県民投票の実施を求めて集まった市民と野党県議ら=3月3日、宮城県議会庁舎

 同条例案は、2月に立憲民主党や国民民主党などが加わる「みやぎ県民の声」、日本共産党、社民党、「無所属の会」の4会派が共同提出。ところが自公は、趣旨説明も質疑・討論も省いて採決を強行し否決したのです。前日にこの動きを聞きつけた約100人の市民が傍聴席に詰めかけ、「議会制民主主義を踏みにじる暴挙」(佐々木県議)に議場は騒然となりました。

 県民投票条例をめぐっては、2019年2月に市民団体が11万人余の署名を集めて制定を直接請求。このとき自民は「女川原子力発電所と共存・共栄してきた経緯がある。住民間に分断を招く」、公明は「ポピュリズム(大衆迎合)の負の側面があらわれる」などとして反対、否決しました。

新たな「安全」をふりまく

 女川原発は、過酷事故を起こした東京電力福島第1原発と同じ「沸騰水型」。震災当時、外部電源5系統のうち4系統が失われ、原子炉建屋が浸水するなど、重大事故になりかねない事態に陥りました。2号機の原子炉建屋は多数のひび割れも見つかっています。

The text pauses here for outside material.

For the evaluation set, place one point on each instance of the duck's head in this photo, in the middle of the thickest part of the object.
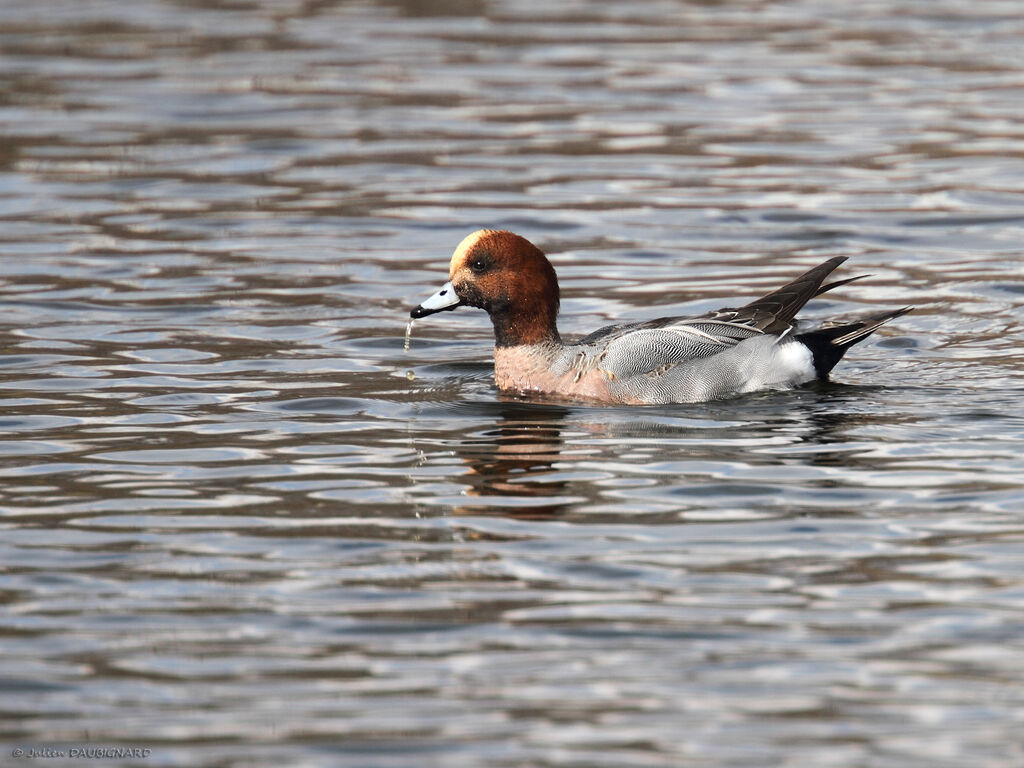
(507, 275)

 政府地震調査研究推進本部の「将来発生する地震評価」(19年1月1日時点)では、宮城県沖でのマグニチュード7級地震の30年以内の発生確率は90%程度とされています。

 東北電力は「安全対策」の宣伝に必死です。「国内最高レベルの防潮堤」などをアピールし、地元紙への全面広告や電車内の窓上ポスターを張り巡らせています。

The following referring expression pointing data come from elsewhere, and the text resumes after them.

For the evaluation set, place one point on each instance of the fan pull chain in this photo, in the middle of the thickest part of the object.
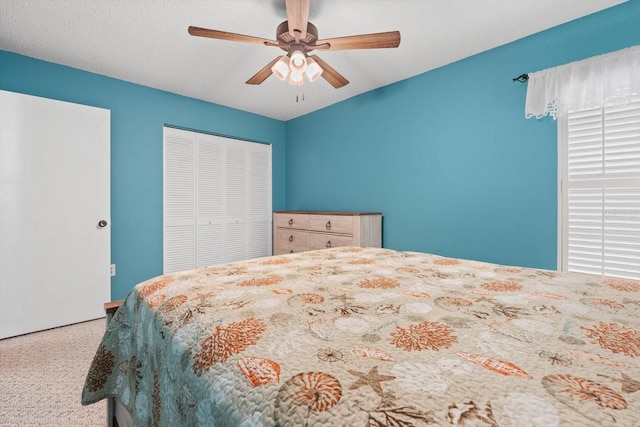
(300, 88)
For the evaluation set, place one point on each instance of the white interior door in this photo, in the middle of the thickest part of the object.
(54, 193)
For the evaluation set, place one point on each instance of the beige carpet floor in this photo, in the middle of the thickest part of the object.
(42, 375)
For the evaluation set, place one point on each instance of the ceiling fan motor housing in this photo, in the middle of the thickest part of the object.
(288, 43)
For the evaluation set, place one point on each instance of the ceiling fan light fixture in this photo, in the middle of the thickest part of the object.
(296, 78)
(298, 61)
(313, 70)
(281, 68)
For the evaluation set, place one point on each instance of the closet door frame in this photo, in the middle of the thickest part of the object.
(216, 199)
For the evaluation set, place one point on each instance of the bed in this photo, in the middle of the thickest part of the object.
(373, 337)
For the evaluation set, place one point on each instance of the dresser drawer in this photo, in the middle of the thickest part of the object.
(289, 241)
(325, 240)
(293, 220)
(342, 224)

 しかし立地・周辺自治体では事故への根強い懸念があります。

 原発関連業者から支援を受けて選挙をたたかい、「原子力発電所反対と表立って言ってこなかったし、今もそうです」と語る女川町議会の元議長。「将来的には原発はやめるべきだと思っています。自然の猛威はガードできない」と「安全対策」に疑念を抱いています。

 県民投票条例案が2度も否決され「残念です。住民の意思で決められるようになればよかった」と失望をあらわにしました。

“逃げられない”避難計画

 町議会には2月21日、避難計画の実効性が確認できるまで再稼働に同意しないよう求める請願書が、272人の署名を添えて住民団体から出されました。その後も署名が広がり、応じた人から「再稼働は無責任。福島の親族が今も避難させられている」「これからの世代がかわいそう」との声が寄せられました。建設業者の男性は「大雨などで道路の通行止めが起き、原発事故時に“陸の孤島”になれば逃げられない」と心配しています。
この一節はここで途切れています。